HOLOPIS.COM, JAKARTA – Komisi Pemberantasan Korupsi (KPK) sampai saat ini masih menelusuri aliran dana Lukas Enembe yang dilaporkan untuk biaya makan dan minum.
Plt Deputi Penindakan dan Eksekusi, Asep Guntur mengatakan, pihaknya masih kesulitan untuk menelusuri dana makan dan minum yang setiap harinya bisa menghabiskan Rp 1 miliar.
“Karena kegiatannya kan satu provinsi, sebelum kemarin ada pemekaran provinsi ya, daerah otonomi baru/DOB,” kata Asep dalam keterangannya yang dikutip Holopis.com, Kamis (29/6).
Permasalahan yang paling utama adalah karena lokasi yang dilaporkan Lukas Enembe terbilang sulit untuk diakses transportasi.
“Bisa ke pegunungan, mungkin juga ya karena dengan transportasi yang saat ini belum begitu lancar. Karena harus antarkabupaten dengan pesawat akhirnya mungkin menjadi ada kelebihan harga di situ,” ujarnya.
Asep pun menambahkan, upaya yang dilakukan penyidik pun saat ini mengklarifikasi satu persatu restoran yang dilaporkan oleh kader partai Demokrat itu.
“Kita sedang coba untuk klarifikasi, datang ke rumah makan apakah benar ini tanggal sekian pesan makan di sini, berapa banyaknya, jumlahnya. Kalau pun memang benar, apakah benar sampai Rp 1 miliar satu hari itu kan yang perlu kita klarifikasi,” jelasnya.
Sebelumnya diberitakan, Komisi Pemberantasan Korupsi (KPK) mengklaim bahwa Lukas Enembe telah memanfaatkan anggaran APBD sewaktu menjabat sebagai Gubernur Papua untuk kepentingan pribadinya.
Wakil Ketua KPK, Alexander Marwata mengungkapkan, kader partai Demokrat itu bahkan diketahui sempat berjudi di Singapura dengan modal dari hasi menyunat anggaran APBD.
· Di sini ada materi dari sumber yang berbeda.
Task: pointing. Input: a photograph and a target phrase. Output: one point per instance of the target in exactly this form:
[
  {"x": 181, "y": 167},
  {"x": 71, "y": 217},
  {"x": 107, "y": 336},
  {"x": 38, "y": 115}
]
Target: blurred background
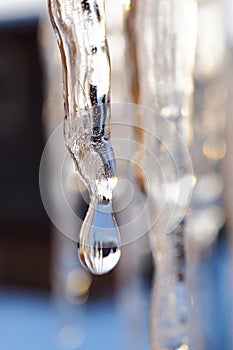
[{"x": 47, "y": 301}]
“Dari sisi aliran dana itu yang mungkin bisa kita lihat sebesar besar dana yang digunakan oleh yang bersangkutan untuk berjudi. Dari mana dana-dana itu diperoleh sejauh ini memang sebagian besar berasal dari penyalahgunaan APBD,” kata Alex Selasa (27/6).
Menurut Alex, selama tiga tahun terakhir sejak tahun 2019 sampai 2022, Lukas Enembe selalu melaporkan penggunaan dana operasional mencapai Rp 1 triliun.
“Tiap tahun dana operasional yang bersangkutan itu Rp 1 triliun lebih. Itu jauh lebih tinggi dari ketentuan yang ditetapkan oleh Kementerian Dalam Negeri,” ungkapnya.